European Economic Area

        In relation to each Member State of the European Economic Area which has implemented the Prospectus Directive (each, a Relevant Member State), each underwriter has represented and agreed that with effect from and including the date on which the Prospectus Directive is implemented in that Relevant Member State (the Relevant Implementation Date) it has not made and will not make an offer of common units to the public in that Relevant Member State prior to the publication of a prospectus in relation to the common units which has been approved by the competent authority in that Relevant Member State or, where appropriate, approved in another Relevant Member State and notified to the competent authority in that Relevant Member State, all in accordance with the Prospectus Directive, except that it may, with effect from and including the Relevant Implementation Date, make an offer of common units to the public in that Relevant Member State at any time:

    (1)
    to legal entities which are authorized or regulated to operate in the financial markets or, if not so authorized or regulated, whose corporate purpose is solely to invest in securities;

    (2)
    to any legal entity which has two or more of (1) an average of at least 250 employees during the last financial year; (2) a total balance sheet of more than €43,000,000 and (3) an annual net turnover of more than €50,000,000, as shown in its last annual or consolidated accounts;

    (3)
    to fewer than 100 natural or legal persons (other than qualified investors as defined in the Prospectus Directive) subject to obtaining the prior consent of the representatives for any such offer; or

    (4)
    in any other circumstances which do not require the publication by the Issuer of a prospectus pursuant to Article 3 of the Prospectus Directive.
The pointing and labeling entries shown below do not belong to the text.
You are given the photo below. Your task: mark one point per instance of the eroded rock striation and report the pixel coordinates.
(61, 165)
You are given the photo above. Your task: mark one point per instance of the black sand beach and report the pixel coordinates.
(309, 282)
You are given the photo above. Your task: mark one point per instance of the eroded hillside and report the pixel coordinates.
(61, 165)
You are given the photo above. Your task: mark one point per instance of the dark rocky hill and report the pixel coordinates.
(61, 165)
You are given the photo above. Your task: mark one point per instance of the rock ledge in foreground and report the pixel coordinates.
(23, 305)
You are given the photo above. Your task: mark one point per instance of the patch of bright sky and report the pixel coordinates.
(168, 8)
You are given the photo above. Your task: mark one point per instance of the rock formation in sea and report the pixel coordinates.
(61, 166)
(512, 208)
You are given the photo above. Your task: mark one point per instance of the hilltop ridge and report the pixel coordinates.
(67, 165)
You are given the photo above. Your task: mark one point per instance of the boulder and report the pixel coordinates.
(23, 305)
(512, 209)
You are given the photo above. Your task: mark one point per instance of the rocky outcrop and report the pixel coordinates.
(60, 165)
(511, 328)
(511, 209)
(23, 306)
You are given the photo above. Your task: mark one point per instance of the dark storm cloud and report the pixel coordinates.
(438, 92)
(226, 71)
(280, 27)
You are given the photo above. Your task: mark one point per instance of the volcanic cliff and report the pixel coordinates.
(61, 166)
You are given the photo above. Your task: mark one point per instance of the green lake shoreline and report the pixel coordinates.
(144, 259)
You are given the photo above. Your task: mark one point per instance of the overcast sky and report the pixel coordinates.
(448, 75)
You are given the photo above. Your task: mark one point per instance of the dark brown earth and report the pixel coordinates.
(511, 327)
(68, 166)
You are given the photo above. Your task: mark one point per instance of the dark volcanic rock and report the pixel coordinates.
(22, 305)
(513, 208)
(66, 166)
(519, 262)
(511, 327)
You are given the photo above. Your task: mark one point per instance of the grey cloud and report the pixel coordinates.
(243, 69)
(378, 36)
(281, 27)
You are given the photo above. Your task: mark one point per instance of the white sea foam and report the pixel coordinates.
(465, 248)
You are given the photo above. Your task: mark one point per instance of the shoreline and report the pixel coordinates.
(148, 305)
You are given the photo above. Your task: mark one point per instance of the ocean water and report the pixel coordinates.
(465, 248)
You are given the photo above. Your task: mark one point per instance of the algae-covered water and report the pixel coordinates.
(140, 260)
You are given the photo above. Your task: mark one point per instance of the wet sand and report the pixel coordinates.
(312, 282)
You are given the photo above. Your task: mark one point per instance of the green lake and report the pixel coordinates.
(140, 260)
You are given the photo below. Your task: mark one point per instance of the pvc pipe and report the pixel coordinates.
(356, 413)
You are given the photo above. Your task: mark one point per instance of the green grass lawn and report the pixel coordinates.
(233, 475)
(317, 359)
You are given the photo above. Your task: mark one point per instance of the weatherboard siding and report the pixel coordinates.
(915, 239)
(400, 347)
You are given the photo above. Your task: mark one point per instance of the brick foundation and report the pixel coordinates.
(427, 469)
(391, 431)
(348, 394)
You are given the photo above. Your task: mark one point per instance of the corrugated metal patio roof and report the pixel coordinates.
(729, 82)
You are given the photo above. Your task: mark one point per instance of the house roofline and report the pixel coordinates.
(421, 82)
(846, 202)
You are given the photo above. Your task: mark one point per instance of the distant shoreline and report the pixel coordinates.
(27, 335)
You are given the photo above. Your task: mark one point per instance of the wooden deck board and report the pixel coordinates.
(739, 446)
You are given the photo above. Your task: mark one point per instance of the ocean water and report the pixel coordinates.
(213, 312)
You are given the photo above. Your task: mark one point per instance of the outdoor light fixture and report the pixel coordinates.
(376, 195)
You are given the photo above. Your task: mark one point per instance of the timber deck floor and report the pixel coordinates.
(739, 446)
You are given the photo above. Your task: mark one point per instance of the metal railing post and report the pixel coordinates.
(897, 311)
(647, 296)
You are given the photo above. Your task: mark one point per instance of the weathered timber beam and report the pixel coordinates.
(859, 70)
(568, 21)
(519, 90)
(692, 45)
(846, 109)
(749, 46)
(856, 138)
        For the purposes of this provision, the expression an "offer of common units to the public" in relation to any common units in any Relevant Member State means the communication in any form and by any means of sufficient information on the terms of the offer and the common units to be offered so as to enable an investor to decide to purchase or subscribe the common units, as the same may be varied in that Relevant Member State by any measure implementing the Prospectus Directive in that Relevant Member State and the expression Prospectus Directive means Directive 2003/71/EC and includes any relevant implementing measure in each Relevant Member State.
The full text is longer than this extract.